Beyond a calculated effort to conceal my middle-age spread, I had to find a dress that would camouflage my missing right breast, the one I lost to cancer two years ago. I surprised myself by settling on a royal blue chiffon with a V neckline, cut high enough to reveal the slight swell of the left breast and yet still conceal the void on the right a tricky tailoring task.
Angelina Jolie's announcement about her double mastectomy made the papers the next day. Needless to say, it caught my attention.
My first reaction was sadness, then admiration. I think Jolie's decision to go public with her surgery has kicked off a healthy discussion. That a woman so beautiful, a woman whose body is a global sex symbol, can tell other young women that losing her breasts has not diminished her femininity is powerful.
When I was first diagnosed with cancer, my sister-in-law advised me to do what Jolie did, have both breasts removed, the healthy along with the diseased one. "Let's face it," she joked, "they aren't getting that much action anyway, not at our age." She was right about that. I will be eligible for Medicare in October.

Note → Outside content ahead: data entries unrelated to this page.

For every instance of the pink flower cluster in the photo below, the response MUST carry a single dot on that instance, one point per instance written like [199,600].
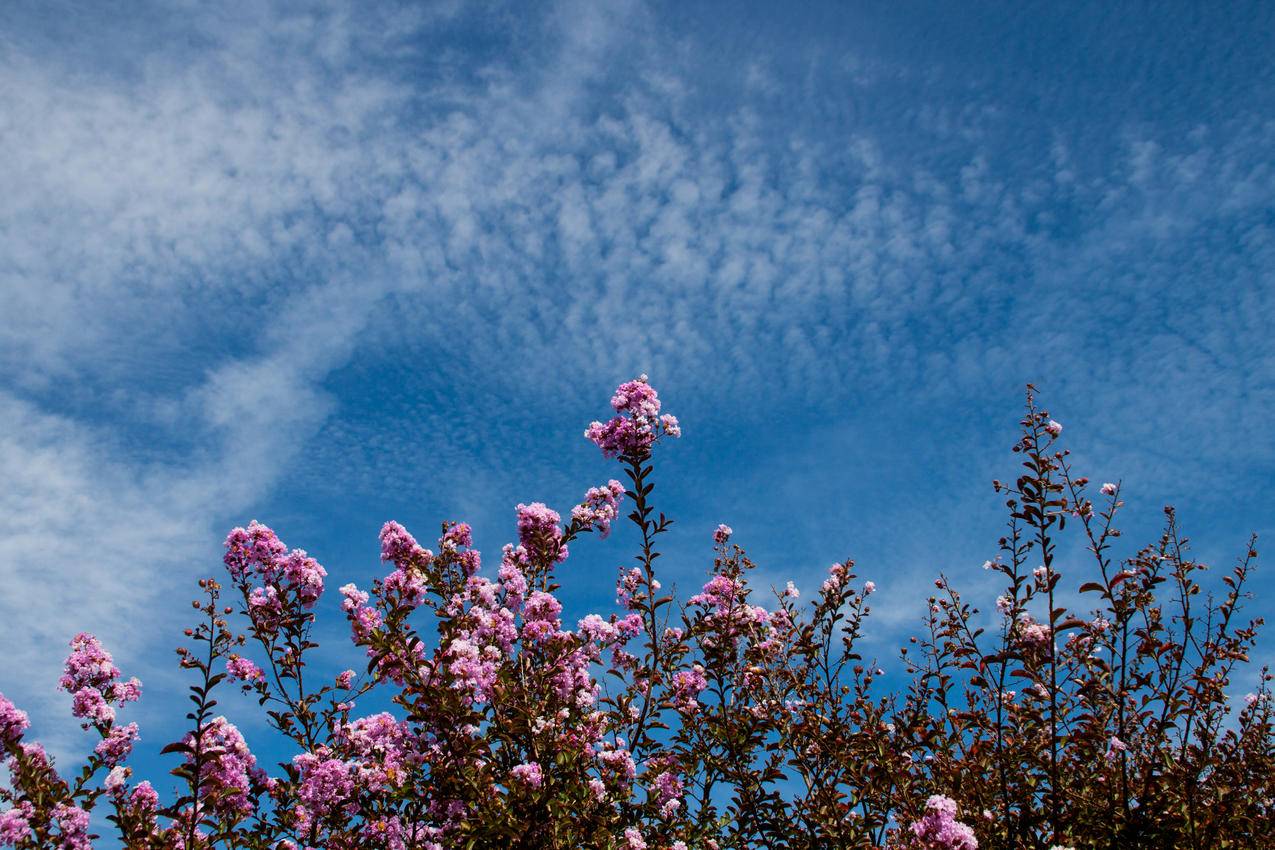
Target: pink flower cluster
[256,553]
[940,830]
[13,723]
[228,767]
[639,424]
[91,678]
[539,533]
[601,507]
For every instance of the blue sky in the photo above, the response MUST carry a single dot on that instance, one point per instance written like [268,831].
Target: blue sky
[325,265]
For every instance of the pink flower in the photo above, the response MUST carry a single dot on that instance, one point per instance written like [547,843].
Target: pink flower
[227,774]
[940,830]
[15,823]
[117,744]
[116,780]
[539,533]
[244,669]
[638,426]
[13,723]
[73,823]
[402,548]
[144,797]
[601,507]
[528,775]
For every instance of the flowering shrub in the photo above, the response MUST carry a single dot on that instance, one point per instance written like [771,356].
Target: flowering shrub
[723,721]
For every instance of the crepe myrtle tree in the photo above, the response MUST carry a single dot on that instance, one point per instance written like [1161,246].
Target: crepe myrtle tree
[718,721]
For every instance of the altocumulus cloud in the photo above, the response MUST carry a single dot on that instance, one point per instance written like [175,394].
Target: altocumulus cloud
[209,218]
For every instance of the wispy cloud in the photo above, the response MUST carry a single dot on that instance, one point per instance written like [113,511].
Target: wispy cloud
[313,252]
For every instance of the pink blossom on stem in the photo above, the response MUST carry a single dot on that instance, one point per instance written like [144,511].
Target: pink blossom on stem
[940,830]
[539,533]
[13,721]
[601,507]
[117,744]
[244,669]
[528,775]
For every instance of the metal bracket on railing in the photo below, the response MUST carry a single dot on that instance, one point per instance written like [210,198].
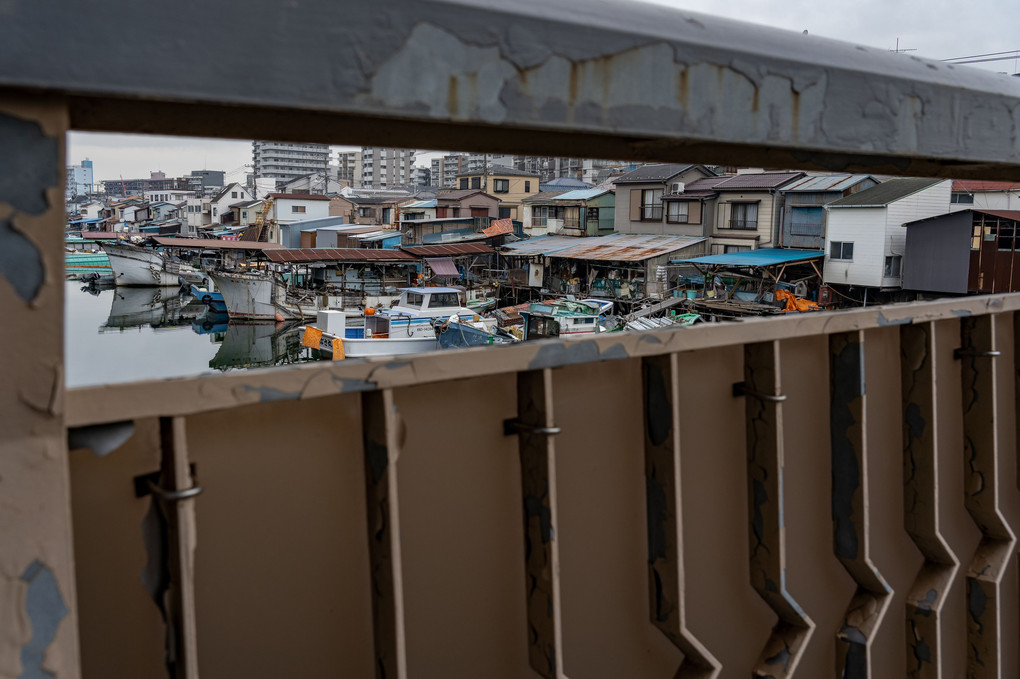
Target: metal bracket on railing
[174,495]
[515,426]
[741,388]
[147,484]
[960,353]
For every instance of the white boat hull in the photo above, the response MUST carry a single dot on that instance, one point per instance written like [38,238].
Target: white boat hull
[380,346]
[138,266]
[258,298]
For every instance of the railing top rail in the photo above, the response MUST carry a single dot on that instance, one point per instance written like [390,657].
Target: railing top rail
[194,395]
[710,89]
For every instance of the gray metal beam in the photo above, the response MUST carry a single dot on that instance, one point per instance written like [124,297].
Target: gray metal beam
[625,80]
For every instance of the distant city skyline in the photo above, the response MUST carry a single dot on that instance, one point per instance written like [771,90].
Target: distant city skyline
[929,29]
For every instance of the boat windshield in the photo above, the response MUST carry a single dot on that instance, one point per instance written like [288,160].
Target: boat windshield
[443,300]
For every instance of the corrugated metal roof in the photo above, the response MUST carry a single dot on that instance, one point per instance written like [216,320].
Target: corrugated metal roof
[299,197]
[539,245]
[757,180]
[448,250]
[443,266]
[653,172]
[1003,214]
[885,193]
[760,257]
[615,248]
[626,247]
[338,255]
[826,183]
[214,244]
[982,185]
[499,227]
[581,195]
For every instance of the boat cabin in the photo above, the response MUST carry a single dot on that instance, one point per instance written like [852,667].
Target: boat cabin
[560,318]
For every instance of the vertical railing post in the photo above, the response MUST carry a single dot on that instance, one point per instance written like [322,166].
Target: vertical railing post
[848,433]
[927,595]
[381,438]
[665,527]
[762,389]
[981,421]
[175,491]
[534,427]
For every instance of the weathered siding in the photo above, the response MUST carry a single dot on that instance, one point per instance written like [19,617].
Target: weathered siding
[864,227]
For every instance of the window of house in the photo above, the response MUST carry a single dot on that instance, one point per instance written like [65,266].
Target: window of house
[1007,236]
[893,264]
[807,220]
[744,215]
[842,251]
[651,205]
[677,212]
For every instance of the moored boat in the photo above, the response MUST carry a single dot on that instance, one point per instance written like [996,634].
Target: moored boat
[133,265]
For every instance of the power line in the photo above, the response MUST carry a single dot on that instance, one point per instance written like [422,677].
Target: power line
[975,56]
[1013,56]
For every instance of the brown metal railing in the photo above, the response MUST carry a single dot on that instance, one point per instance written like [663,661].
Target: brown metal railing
[824,494]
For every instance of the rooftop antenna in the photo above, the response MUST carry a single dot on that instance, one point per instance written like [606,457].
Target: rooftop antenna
[898,50]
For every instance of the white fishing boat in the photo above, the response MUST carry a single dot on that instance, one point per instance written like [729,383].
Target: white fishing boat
[133,265]
[407,327]
[265,296]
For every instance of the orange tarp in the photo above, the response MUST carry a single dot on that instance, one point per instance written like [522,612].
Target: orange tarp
[795,303]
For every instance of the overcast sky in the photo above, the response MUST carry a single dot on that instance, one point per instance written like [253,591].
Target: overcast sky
[934,29]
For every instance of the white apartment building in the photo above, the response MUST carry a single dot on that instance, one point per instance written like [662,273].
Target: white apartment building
[80,178]
[287,160]
[349,167]
[386,168]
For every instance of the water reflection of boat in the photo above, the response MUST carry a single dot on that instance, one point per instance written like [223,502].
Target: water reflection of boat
[211,321]
[253,344]
[158,307]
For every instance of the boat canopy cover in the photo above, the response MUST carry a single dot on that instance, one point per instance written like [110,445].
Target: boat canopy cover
[443,266]
[760,257]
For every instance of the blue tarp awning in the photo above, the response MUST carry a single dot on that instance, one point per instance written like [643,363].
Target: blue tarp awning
[760,257]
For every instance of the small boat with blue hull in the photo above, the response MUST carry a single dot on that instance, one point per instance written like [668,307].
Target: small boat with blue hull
[211,298]
[407,327]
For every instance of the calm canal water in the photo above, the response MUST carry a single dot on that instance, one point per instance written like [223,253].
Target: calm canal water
[126,334]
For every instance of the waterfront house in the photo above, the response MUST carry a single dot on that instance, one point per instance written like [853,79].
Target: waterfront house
[865,240]
[639,200]
[199,212]
[803,209]
[967,251]
[748,211]
[298,207]
[466,203]
[580,212]
[984,195]
[509,186]
[221,206]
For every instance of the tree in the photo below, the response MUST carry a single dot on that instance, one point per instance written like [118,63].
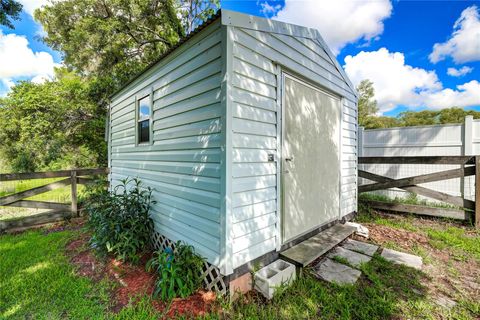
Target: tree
[110,40]
[9,10]
[194,12]
[367,105]
[381,122]
[432,117]
[54,125]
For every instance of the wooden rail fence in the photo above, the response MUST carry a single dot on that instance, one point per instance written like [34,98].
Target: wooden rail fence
[470,166]
[56,211]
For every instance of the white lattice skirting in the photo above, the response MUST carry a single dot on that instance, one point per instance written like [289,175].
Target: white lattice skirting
[212,279]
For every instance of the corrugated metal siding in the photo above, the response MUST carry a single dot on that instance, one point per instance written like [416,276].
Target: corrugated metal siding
[183,164]
[254,94]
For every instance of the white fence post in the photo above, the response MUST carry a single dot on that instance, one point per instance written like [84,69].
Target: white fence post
[468,136]
[360,141]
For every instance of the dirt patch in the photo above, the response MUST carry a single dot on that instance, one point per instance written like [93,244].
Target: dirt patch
[198,304]
[381,234]
[450,279]
[132,281]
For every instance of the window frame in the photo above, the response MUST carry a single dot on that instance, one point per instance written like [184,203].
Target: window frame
[140,96]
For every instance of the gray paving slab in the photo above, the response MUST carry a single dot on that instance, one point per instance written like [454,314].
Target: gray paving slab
[358,246]
[309,250]
[402,258]
[353,258]
[335,272]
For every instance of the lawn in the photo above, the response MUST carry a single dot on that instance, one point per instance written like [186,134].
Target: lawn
[37,280]
[61,195]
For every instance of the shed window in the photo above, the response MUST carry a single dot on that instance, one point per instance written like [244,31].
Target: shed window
[144,120]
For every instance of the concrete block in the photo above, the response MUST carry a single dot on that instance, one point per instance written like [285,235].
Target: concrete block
[359,229]
[272,276]
[355,259]
[402,258]
[335,272]
[241,285]
[358,246]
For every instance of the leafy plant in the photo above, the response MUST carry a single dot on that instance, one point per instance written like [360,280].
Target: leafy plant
[120,219]
[179,271]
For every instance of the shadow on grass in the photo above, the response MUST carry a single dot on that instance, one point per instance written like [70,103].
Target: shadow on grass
[37,281]
[378,294]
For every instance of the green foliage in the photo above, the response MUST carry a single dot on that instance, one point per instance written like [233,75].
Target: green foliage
[179,271]
[112,40]
[432,117]
[367,106]
[50,126]
[194,12]
[120,220]
[9,10]
[367,109]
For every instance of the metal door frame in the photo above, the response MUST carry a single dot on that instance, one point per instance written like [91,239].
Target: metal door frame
[282,74]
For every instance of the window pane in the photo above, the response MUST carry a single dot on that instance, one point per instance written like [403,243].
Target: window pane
[144,109]
[144,131]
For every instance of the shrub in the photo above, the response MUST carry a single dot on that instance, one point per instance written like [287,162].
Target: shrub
[179,271]
[120,219]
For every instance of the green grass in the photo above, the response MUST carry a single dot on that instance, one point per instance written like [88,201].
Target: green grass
[61,195]
[411,198]
[462,240]
[380,294]
[456,239]
[37,281]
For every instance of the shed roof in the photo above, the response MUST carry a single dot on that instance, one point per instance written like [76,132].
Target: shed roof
[238,19]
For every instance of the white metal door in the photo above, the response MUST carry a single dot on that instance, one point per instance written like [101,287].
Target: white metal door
[310,157]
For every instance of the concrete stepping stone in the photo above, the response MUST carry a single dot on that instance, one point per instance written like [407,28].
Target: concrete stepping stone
[361,247]
[355,259]
[402,258]
[335,272]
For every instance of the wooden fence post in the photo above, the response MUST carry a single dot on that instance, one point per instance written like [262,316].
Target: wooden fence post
[73,178]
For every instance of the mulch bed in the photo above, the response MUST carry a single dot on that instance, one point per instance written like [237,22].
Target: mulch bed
[132,281]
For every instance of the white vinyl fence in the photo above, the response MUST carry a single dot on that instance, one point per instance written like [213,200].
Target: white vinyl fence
[438,140]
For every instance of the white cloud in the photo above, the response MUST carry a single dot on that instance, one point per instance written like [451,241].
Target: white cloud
[31,5]
[268,9]
[454,72]
[340,22]
[468,94]
[464,44]
[19,61]
[5,86]
[397,83]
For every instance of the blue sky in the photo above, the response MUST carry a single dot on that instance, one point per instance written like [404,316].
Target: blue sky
[389,42]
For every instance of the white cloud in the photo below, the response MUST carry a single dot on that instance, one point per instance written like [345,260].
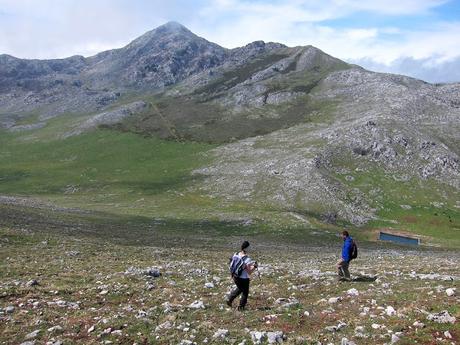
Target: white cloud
[59,28]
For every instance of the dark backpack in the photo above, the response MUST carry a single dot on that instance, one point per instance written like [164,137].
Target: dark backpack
[237,265]
[354,251]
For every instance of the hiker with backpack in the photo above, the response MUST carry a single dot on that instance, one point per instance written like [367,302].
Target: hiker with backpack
[349,252]
[241,267]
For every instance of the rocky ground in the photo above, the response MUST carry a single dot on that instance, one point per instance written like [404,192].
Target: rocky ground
[66,290]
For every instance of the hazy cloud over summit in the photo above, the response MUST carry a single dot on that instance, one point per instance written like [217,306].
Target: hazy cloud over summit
[415,37]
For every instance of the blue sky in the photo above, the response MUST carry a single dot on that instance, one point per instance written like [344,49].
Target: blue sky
[416,37]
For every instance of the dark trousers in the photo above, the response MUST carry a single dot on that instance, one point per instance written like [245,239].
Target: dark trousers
[242,287]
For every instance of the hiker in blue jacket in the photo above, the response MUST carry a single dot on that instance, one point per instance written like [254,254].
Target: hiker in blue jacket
[344,262]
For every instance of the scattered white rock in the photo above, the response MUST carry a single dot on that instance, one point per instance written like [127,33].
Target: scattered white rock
[33,335]
[197,305]
[450,292]
[418,324]
[441,317]
[257,337]
[390,311]
[353,292]
[55,329]
[334,300]
[32,282]
[447,335]
[287,302]
[394,338]
[275,337]
[345,341]
[377,326]
[336,328]
[9,309]
[164,325]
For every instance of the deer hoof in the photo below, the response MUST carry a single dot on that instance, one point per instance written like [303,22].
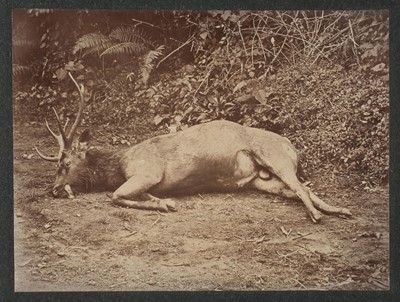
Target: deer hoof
[315,216]
[346,212]
[170,203]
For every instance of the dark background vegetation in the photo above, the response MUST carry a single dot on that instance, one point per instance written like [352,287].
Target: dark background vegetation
[319,78]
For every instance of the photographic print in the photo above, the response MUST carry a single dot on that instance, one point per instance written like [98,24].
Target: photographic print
[184,150]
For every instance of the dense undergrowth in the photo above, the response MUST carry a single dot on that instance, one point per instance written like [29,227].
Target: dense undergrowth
[318,78]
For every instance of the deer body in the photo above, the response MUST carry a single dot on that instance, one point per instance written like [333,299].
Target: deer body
[215,156]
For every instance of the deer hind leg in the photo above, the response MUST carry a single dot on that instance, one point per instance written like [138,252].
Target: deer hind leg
[276,186]
[133,194]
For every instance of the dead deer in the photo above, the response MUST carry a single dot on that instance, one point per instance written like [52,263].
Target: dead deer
[218,156]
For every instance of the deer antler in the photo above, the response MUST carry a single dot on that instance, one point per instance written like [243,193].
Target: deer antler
[65,141]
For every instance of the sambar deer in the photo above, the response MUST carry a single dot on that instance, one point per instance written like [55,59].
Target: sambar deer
[216,156]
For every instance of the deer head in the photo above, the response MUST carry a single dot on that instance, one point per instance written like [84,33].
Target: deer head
[69,158]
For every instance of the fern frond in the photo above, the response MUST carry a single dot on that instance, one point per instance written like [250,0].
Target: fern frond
[153,55]
[124,48]
[93,42]
[149,62]
[20,70]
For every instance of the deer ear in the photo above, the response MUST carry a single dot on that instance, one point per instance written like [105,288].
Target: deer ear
[84,139]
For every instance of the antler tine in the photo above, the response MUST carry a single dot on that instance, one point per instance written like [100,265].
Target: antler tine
[61,128]
[59,139]
[79,117]
[49,158]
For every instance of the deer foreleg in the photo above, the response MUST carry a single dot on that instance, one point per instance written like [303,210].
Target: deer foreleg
[326,208]
[133,194]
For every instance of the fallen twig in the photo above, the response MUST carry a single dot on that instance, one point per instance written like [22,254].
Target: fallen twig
[130,234]
[175,264]
[301,236]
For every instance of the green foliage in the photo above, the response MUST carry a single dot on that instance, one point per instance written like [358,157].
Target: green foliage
[125,40]
[319,78]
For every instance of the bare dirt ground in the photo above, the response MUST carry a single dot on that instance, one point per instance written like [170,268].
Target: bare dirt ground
[241,241]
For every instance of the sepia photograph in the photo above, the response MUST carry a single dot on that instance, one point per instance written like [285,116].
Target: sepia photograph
[200,150]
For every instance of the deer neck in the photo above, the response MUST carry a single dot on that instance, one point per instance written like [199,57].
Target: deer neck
[104,169]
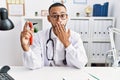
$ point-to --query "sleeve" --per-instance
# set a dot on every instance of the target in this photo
(33, 58)
(76, 54)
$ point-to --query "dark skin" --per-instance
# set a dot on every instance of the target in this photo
(58, 26)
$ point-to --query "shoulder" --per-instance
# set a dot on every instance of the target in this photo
(74, 34)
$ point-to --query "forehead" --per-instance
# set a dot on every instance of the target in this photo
(57, 10)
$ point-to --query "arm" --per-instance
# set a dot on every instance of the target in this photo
(32, 56)
(75, 53)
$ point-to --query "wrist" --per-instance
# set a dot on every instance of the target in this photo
(67, 44)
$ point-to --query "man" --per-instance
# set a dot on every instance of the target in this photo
(57, 46)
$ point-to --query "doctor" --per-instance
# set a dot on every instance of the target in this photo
(57, 46)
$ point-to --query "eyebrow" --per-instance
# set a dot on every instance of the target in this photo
(56, 13)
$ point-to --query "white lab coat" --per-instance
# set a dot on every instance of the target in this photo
(36, 56)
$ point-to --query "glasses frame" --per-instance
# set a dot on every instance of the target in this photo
(56, 17)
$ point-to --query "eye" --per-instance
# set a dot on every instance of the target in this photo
(55, 16)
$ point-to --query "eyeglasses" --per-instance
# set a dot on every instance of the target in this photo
(62, 16)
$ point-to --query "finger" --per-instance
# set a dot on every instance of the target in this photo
(63, 28)
(25, 26)
(31, 26)
(57, 28)
(68, 32)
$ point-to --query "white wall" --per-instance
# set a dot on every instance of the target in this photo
(10, 49)
(117, 15)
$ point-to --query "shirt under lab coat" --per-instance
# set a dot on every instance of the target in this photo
(36, 56)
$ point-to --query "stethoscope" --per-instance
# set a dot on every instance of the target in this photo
(51, 60)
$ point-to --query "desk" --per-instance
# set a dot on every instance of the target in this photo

But unlike Jolie, there was no history of cancer in my family. The risk of the second breast developing cancer was low. My doctors did not encourage me to have the left breast removed, and I had an abhorrence of cutting off healthy body parts. Tired of doctors and hospitals, and chemotherapy and radiation, and unlike Jolie, never having been a global sex symbol, I didn't seriously consider reconstructive surgery either. I just stuck a prosthetic device in the pocket of the special bras made for women with missing breasts and moved on with my life.
My recent shopping spree and the Jolie news has me focusing on my breasts again, and on cancer. I'm grateful that for me cancer struck late in life, that I still had cleavage in my courting years, that I was able to breast-feed my daughter and that I had a supportive husband who loved me unconditionally, with or without breasts.
Most of all I am grateful to be alive. The loss of the breast, the missing cleavage, is not nearly as important as the fact that I will attend my daughter's wedding and, God willing, may someday hold my grandchildren.